Les conséquences sont lourdes. L’histoire des organisations regorge d’exemples poignants ou cruels : des silences complices entraînant la crise des subprimes, le scandale du sang contaminé, un partage d’information défaillant entre le FBI et la CIA en amont du 11 septembre 2001, le scandale de l’amiante, l’agression sexuelle de sportives dans certaines fédérations, des situations de harcèlement moral donnant lieu à des procès médiatisés. En deçà de ces exemples illustres, des situations certes banales, mais ravageuses : une diminution de la motivation individuelle, de la performance et de la satisfaction des salariés, des situations de repli, de stress, de burnout.
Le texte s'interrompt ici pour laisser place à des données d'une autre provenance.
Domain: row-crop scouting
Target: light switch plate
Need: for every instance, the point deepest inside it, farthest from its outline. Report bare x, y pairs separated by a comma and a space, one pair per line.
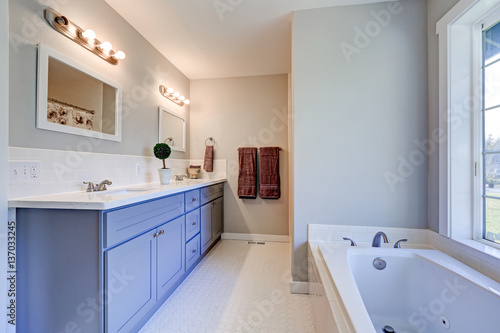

Et du côté de l’organisation, une baisse de l’innovation, un turnover élevé, des erreurs techniques, des accidents réels ou évités de justesse.
Des causes multiples
Les variables influant sur ces silences sont multiples. Les éléments propres au message non communiqué, tout d’abord : bonne ou mauvaise nouvelle, urgence et/ou gravité relative ou extrême de l’information, support et canal possibles pour communiquer celle-ci, rapport hiérarchique avec les destinataires, etc. Des variables individuelles, aussi : le parcours individuel, le tempérament, la capacité de régulation des émotions, le rapport aux figures d’autorité, hérité de l’éducation familiale et scolaire, mais aussi le degré d’identification à l’organisation, les valeurs de l’individu, son engagement au travail, etc. L’organisation elle-même est porteuse de variables qui influeront sur le choix de se taire : règles et culture organisationnelles, pratiques de management obsolètes ou délétères, climat de travail, degré et modalités de participation aux décisions, top management présent depuis longtemps dans l’organisation. Au-delà des individus et de l’organisation, l’environnement et le contexte peuvent eux aussi avoir un impact : niveau et moyens juridiques de protection du salarié, liberté d’expression, tension du marché de l’emploi dans ce secteur, mais aussi traits culturels propres à chaque pays (individualisme, stratégie d’évitement face à l’incertitude, rapport à l’autorité, etc.).
Un révélateur puissant et à prendre en compte
Pour peu qu’on les écoute, ces silences opèrent en définitive comme un puissant indicateur, voire un révélateur, et éventuellement comme un symptôme, de ce qui gagnerait à être vu comme la « santé psychique organisationnelle » de l’entreprise. Non plus vue donc, cette fois, comme une mosaïque d’employés individuels plus ou moins motivés, engagés et/ou performants, mais comme une entité douée d’une âme et d’un corps. Ceci impliquerait des états-majors et des ressources humaines, tout comme du monde du travail dans son ensemble, un changement de regard, sur l’ombre et la vie cachée de l’organisation : par leur contenu, par leurs causes multiples et leurs conséquences, les silences nous parlent, plus que tout autre phénomène, du fonctionnement et de la vie psychique des organisations.